Bonaparte se sentait bien secondé par le monde, la société de Paris, les belles dames, qui chaque soir affluaient au Directoire, les yeux moites, et disaient avec attendrissement : « Ah ! de grâce donnez-nous la paix ! »

Le héros y aidait de son mieux, énumérant les ressources de tout genre qu’il eût fallu pour faire la guerre. Puis l’hiver approchait. On ne pouvait que prévoir des désastres.

Tout cela à grand bruit. De sorte que, non seulement le Directoire, mais le Corps législatif, effrayé, reculait, et, si l’on eût persisté, eût refusé l’argent et les ressources nécessaires. Ajoutez que Bonaparte eût donné sa démission et préparé les défaites de son successeur.

La Réveillère dit la chose à merveille, et montre que si le Directoire eût refusé de signer, il était perdu.

Voyant que par la coalition de tous les traîtres son traité allait réussir, Bonaparte, ce grand acteur, employa une machine qui lui réussissait toujours, une scène théâtrale.
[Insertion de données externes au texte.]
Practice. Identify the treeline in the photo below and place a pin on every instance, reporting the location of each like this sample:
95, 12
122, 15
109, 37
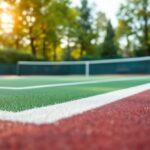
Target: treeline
54, 30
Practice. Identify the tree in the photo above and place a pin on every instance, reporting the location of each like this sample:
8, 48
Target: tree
109, 48
135, 15
85, 30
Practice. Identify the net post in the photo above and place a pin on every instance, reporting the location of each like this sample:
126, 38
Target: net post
17, 69
87, 69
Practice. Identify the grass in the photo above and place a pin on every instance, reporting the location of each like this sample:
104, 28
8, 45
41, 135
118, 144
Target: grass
27, 99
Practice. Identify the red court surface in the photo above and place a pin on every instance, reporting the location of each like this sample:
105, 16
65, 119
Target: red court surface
122, 125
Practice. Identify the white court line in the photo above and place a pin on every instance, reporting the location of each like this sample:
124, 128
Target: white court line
71, 84
53, 113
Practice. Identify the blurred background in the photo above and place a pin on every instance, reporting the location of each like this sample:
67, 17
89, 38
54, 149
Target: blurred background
71, 30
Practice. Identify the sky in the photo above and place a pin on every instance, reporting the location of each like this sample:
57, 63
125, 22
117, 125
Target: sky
109, 7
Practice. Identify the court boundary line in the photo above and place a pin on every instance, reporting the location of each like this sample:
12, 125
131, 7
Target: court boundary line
53, 113
70, 84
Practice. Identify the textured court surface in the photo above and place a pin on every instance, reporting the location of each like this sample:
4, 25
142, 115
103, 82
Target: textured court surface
121, 125
18, 100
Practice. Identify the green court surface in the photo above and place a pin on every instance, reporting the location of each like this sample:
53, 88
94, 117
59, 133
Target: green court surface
18, 100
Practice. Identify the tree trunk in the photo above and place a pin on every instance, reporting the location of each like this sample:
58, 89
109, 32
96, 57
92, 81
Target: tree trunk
32, 39
44, 48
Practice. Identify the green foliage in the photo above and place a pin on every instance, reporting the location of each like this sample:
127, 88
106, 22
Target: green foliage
109, 48
12, 56
85, 29
134, 25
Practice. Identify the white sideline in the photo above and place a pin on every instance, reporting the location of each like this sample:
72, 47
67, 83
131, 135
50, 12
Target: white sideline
51, 114
70, 84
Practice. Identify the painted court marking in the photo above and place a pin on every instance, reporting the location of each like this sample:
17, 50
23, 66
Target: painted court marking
53, 113
70, 84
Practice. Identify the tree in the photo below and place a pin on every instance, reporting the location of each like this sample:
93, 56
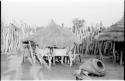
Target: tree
77, 24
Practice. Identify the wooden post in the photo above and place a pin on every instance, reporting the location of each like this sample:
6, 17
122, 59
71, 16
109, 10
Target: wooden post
101, 56
121, 57
114, 60
31, 53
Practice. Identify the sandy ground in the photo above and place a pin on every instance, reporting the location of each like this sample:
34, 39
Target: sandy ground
65, 72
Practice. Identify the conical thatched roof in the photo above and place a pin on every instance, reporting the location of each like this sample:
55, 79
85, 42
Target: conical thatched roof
114, 33
54, 35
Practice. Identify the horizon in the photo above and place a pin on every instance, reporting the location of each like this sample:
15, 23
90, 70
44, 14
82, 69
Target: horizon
40, 13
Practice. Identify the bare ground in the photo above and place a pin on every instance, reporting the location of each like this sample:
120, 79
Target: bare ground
65, 72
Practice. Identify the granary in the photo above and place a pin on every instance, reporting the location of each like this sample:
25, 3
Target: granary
115, 35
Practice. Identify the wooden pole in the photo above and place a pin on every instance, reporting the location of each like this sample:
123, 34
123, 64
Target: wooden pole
114, 60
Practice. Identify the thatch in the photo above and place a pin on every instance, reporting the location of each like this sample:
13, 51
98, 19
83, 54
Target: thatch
114, 33
53, 35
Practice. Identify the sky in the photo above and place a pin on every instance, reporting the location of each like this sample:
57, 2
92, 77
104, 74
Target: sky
40, 12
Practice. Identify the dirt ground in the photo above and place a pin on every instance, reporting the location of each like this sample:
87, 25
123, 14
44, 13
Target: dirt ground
65, 72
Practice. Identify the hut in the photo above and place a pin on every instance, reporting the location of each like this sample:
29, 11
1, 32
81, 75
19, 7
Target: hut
53, 36
115, 34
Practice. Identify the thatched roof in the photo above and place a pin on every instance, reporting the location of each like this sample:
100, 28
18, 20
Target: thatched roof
114, 33
54, 35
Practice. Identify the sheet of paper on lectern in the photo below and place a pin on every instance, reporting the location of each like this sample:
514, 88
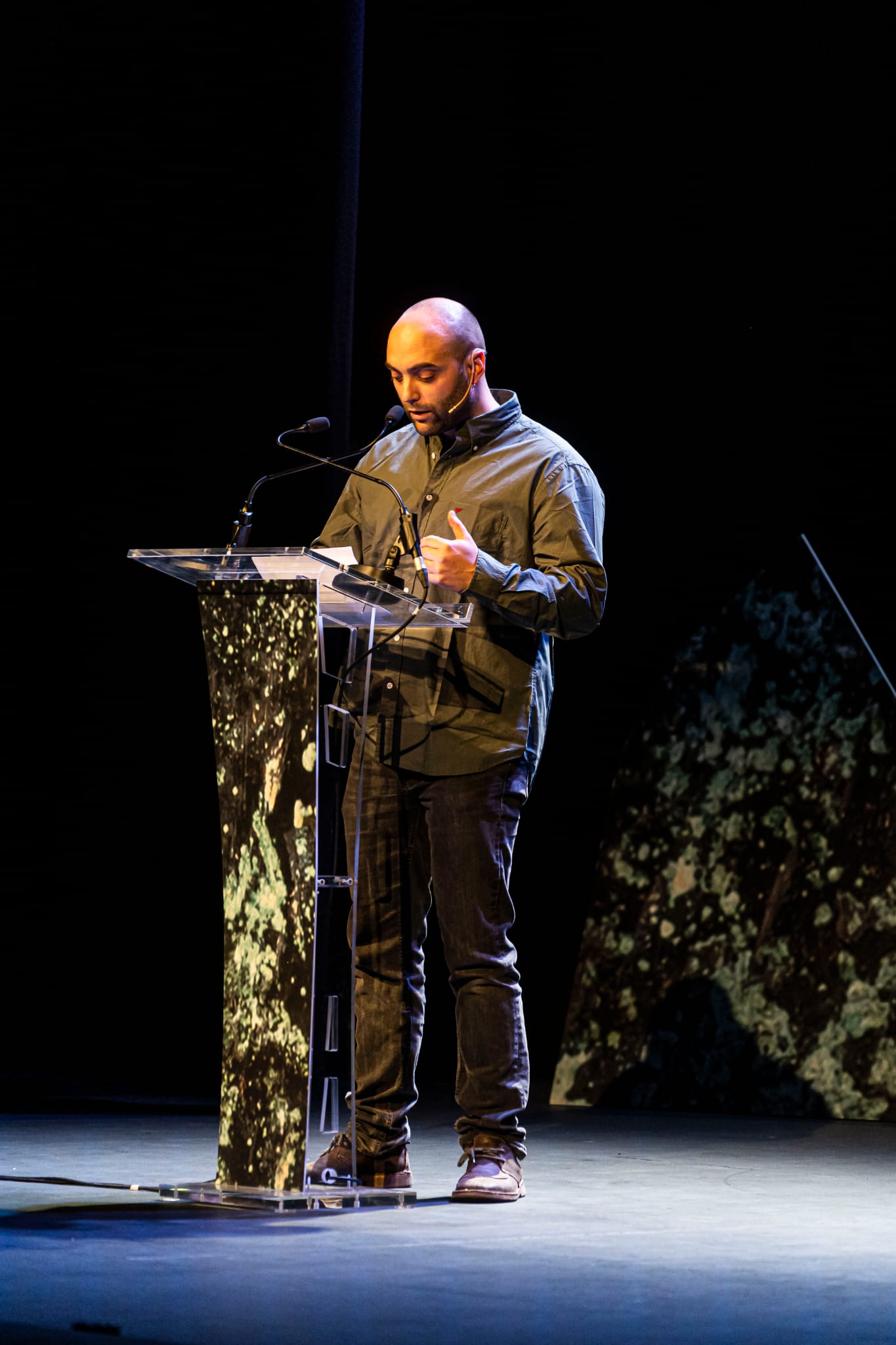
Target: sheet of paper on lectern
291, 567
Il répandit la nouvelle que c’était lui qui, par un accès de colère, où il cassa à Cobentzel de précieuses porcelaines, l’aurait effrayé et forcé d’accepter enfin ce traité si désirable pour l’Autriche !

Son courtisan Berthier et son ours Monge (rude et plat, muselé) furent chargés de remettre le traité au Directoire. Et cette œuvre de nuit, ils l’apportèrent la nuit, bien tard, au sévère la Réveillère, qui dépeint sans pitié la grâce flatteuse de Berthier et la servilité grossière de l’ours, maladroitement courbé de sa rude échine jusqu’à terre[67].

[67] La Réveillère, Mémoires, t. II, p. 275.

Dans la lettre d’excuses que Bonaparte adresse au Directoire, il y a une parole qui jure horriblement. C’est l’hommage qu’il rend à Hoche, qui venait de mourir. Cette mort est une des causes qui lui ont fait, dit-il, signer la paix. Toute sa vie, ce favori du sort, par son intrigue et son habileté, avait soufflé la chance au vrai héros[68]. Hoche ne fut pas heureux. Il eut, il est vrai, la sinistre palme de la Vendée, mais manqua Vendémiaire et manqua Fructidor. On hésitait toujours à employer un homme si fier. Les bureaux de la guerre, cet ennemi immuable et terrible, furent toujours contre lui, ainsi que tous les traîtres, la belle société depuis Quiberon.

[68] Dans une gravure curieuse de la collection Hennin (Bibl.), Bonaparte est présenté comme successeur de Hoche. La famille de celui-ci, en 1840, m’a dit qu’on croyait que les papiers de Hoche avaient été portés par ses lieutenants (Lefebvre ?) à Bonaparte.